I try to laugh and stave off insult and anger at the backwards logic of the many evangelists that dutifully flock towards me, because my wheelchair apparently implies brokenness, sickness, ignorance, and sometimes even sinfulness to them. I am not one to mock spirituality or even religion if it is not used as an excuse to justify chastising other peoples’ behavior. But I have often been a target for passing preachers and can imagine that all of us with visible disabilities are easy targets.
It’s ironic that usually I was approached by these evangelists at the college where I pursued and attained my first degree and later worked as an academic aide. During entire encounters, they failed to see the triumphs that should be most prominent in me, because I was a student pursuing my education despite the challenges of a physical disability, and later because of my educating position at the college. O.K., enough about me. My point is that all of us with disabilities have been ‘intruded upon,’ or struck by circumstances we didn’t plan for, but if we persevere anyway, despite the struggles, we’re victors in whatever we do. I wish more people could see beyond the physical handicap or wheelchair to the triumph implied by it. Even in simple actions, we with disabilities make do with fewer resources or less strength, stamina, and ability than others require to do the same actions. (A colleague of mine–science teacher–once said to me in a patronizing tone “Oh Elizabeth, I can see that you do the best that you can.” At the time, I was dumbfounded and speechless, but thinking back, I wish I would have patted him on the back and said ‘Oh Steve, I can see that you do the best that you can too.’)
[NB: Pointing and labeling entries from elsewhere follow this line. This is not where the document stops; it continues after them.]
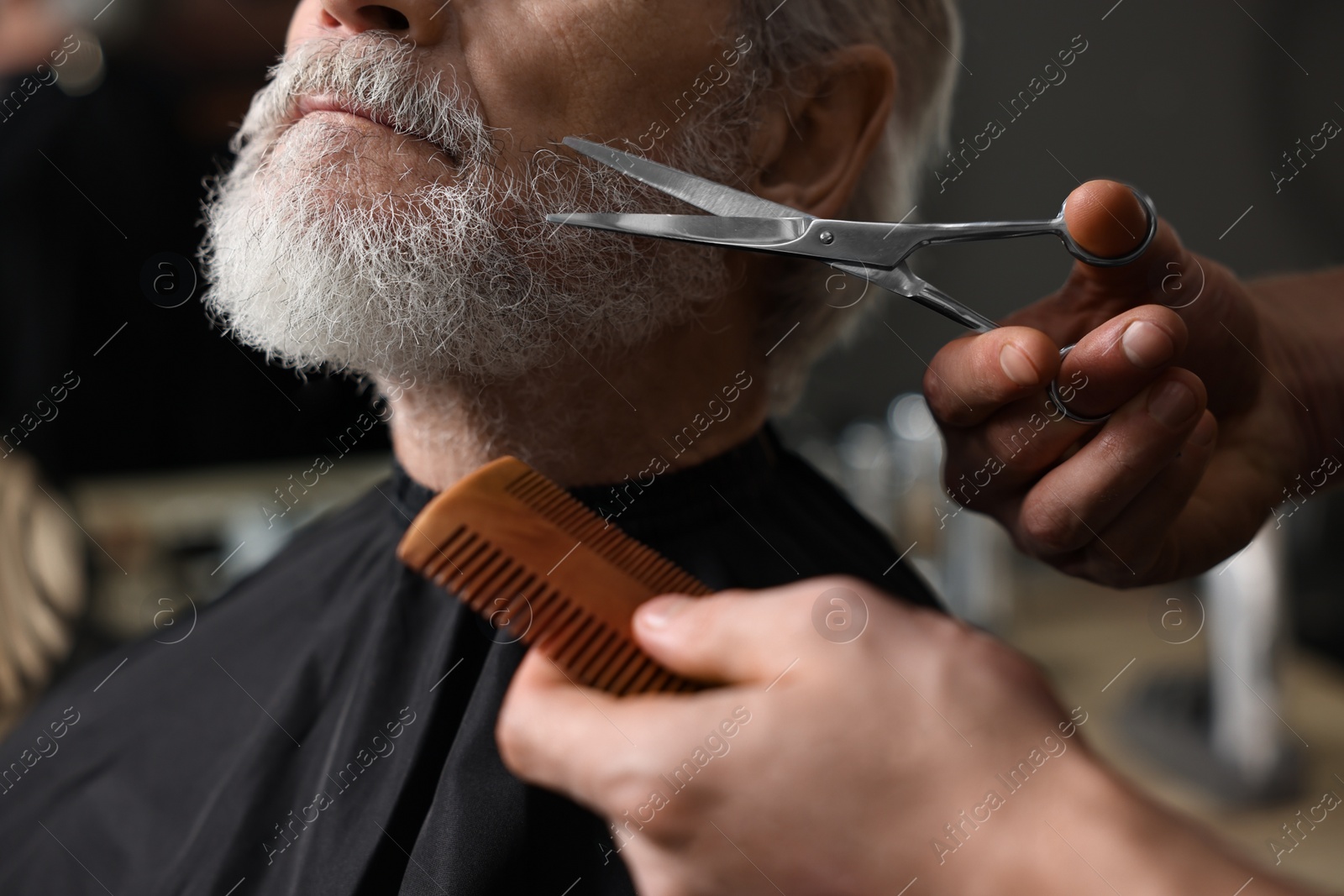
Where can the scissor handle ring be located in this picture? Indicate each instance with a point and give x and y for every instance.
(1059, 402)
(1099, 261)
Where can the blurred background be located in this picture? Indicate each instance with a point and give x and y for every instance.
(147, 461)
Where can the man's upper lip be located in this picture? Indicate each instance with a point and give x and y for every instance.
(327, 102)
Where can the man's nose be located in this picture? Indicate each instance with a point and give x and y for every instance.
(423, 22)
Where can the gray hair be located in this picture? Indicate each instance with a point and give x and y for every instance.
(922, 38)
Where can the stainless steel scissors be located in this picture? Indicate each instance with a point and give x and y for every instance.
(870, 250)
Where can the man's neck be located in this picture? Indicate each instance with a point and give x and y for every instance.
(690, 396)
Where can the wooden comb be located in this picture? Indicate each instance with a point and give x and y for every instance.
(522, 551)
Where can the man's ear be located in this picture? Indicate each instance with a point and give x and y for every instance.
(815, 139)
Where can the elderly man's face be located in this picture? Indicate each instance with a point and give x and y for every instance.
(541, 69)
(387, 207)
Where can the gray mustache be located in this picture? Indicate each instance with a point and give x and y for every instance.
(378, 73)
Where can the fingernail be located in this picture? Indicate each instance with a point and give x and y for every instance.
(1016, 365)
(659, 611)
(1173, 405)
(1147, 345)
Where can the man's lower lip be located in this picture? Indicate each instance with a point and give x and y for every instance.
(344, 114)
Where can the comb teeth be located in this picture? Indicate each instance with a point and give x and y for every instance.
(531, 559)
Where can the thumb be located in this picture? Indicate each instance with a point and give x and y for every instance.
(1106, 217)
(732, 637)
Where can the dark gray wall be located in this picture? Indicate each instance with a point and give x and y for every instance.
(1189, 100)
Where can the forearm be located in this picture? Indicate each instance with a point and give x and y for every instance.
(1303, 320)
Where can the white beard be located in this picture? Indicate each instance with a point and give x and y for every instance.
(437, 281)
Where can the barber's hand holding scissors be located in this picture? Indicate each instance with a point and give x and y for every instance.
(1206, 430)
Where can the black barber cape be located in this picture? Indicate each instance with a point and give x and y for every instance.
(328, 727)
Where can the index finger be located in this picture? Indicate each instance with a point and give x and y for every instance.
(972, 378)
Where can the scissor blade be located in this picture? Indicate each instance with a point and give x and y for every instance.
(743, 233)
(696, 191)
(902, 281)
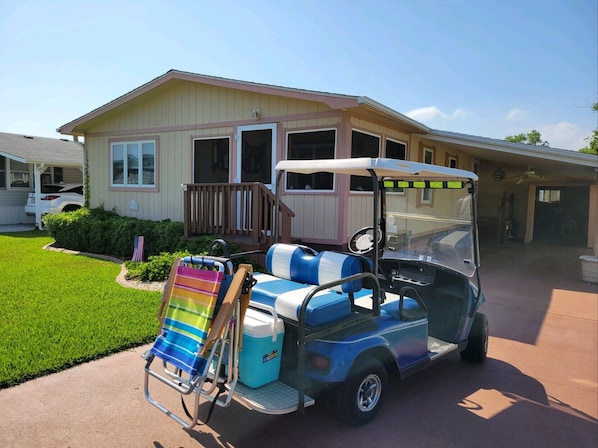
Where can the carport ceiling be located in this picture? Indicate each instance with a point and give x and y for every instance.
(554, 163)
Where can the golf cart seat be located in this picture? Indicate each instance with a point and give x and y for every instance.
(194, 341)
(294, 272)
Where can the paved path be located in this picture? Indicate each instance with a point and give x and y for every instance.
(538, 388)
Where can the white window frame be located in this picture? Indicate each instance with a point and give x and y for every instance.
(126, 183)
(306, 131)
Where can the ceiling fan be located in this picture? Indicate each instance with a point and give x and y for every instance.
(526, 176)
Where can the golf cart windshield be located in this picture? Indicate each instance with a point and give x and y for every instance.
(429, 221)
(427, 211)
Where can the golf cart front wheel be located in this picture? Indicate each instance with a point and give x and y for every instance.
(477, 342)
(359, 399)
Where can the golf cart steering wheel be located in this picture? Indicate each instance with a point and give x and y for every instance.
(362, 241)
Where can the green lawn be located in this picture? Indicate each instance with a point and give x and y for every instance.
(58, 310)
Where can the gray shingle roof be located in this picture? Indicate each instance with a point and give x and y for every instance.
(50, 151)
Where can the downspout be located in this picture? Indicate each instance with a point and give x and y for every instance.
(85, 174)
(37, 174)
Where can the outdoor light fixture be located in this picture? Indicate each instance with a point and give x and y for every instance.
(498, 175)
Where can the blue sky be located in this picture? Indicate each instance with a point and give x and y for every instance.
(483, 67)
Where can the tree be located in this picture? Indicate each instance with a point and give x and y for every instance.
(592, 147)
(531, 138)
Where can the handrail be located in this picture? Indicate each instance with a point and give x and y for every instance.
(236, 209)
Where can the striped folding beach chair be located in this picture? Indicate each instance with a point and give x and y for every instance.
(188, 317)
(194, 342)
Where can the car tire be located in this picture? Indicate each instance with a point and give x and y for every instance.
(359, 399)
(477, 343)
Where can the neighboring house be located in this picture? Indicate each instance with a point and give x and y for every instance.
(27, 162)
(146, 149)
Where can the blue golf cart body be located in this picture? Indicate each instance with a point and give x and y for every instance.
(405, 295)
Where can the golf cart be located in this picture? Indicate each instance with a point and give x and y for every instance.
(339, 325)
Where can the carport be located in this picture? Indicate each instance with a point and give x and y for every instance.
(519, 183)
(37, 158)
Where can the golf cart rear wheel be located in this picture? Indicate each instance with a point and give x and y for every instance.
(362, 241)
(477, 343)
(359, 399)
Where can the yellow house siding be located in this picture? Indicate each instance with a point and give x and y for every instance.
(316, 216)
(177, 115)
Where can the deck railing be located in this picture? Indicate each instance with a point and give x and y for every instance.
(240, 210)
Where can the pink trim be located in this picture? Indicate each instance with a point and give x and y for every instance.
(194, 127)
(334, 101)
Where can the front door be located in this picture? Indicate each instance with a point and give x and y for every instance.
(256, 154)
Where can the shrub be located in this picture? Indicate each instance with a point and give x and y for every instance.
(104, 232)
(99, 231)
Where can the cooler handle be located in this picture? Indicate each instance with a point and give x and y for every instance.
(271, 311)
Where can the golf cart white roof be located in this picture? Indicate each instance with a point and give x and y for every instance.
(382, 167)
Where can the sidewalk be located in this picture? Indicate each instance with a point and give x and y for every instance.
(539, 386)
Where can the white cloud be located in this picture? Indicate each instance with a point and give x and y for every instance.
(564, 135)
(426, 113)
(516, 115)
(432, 113)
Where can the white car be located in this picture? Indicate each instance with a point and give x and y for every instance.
(56, 198)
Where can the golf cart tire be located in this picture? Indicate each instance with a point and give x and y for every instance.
(359, 399)
(477, 345)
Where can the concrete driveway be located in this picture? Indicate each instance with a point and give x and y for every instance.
(538, 387)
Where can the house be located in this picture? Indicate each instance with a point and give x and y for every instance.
(192, 148)
(27, 162)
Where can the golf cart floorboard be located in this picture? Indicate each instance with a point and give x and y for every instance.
(274, 398)
(438, 348)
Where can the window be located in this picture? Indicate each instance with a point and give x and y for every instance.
(210, 160)
(311, 145)
(396, 150)
(363, 145)
(549, 195)
(2, 172)
(133, 164)
(19, 174)
(451, 161)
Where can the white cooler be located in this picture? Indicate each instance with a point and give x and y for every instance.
(259, 360)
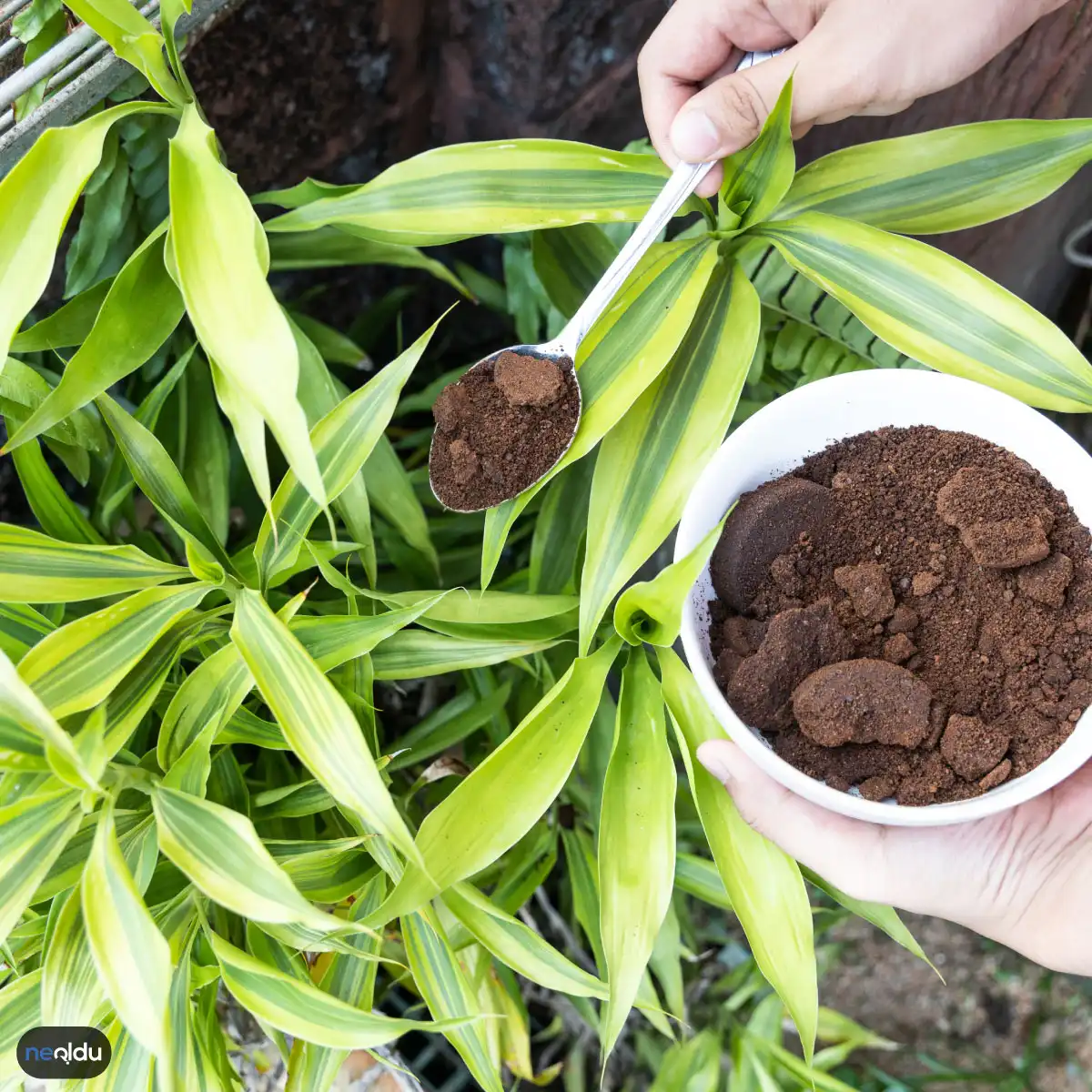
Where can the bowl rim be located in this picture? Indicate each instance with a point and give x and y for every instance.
(699, 517)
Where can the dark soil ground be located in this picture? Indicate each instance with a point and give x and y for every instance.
(996, 1015)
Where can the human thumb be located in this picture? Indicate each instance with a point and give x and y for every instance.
(730, 113)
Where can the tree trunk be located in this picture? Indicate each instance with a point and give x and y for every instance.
(341, 90)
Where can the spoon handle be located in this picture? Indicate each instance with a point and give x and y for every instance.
(681, 185)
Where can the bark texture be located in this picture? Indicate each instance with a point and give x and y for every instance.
(341, 88)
I am really not arrogant. I just see two perspectives and wonder why the negative implications of disabilities seem so prevalent in our collective societal thinking. The physical limitations are right there, prominent if one uses a wheelchair or aid of any kind, but impression shouldn’t stop there.
This popular opinion makes it hard for me to see myself as a victor too, even as I see victory in my students. But each of us who goes to college despite physical complications is, unequivocally, a victor.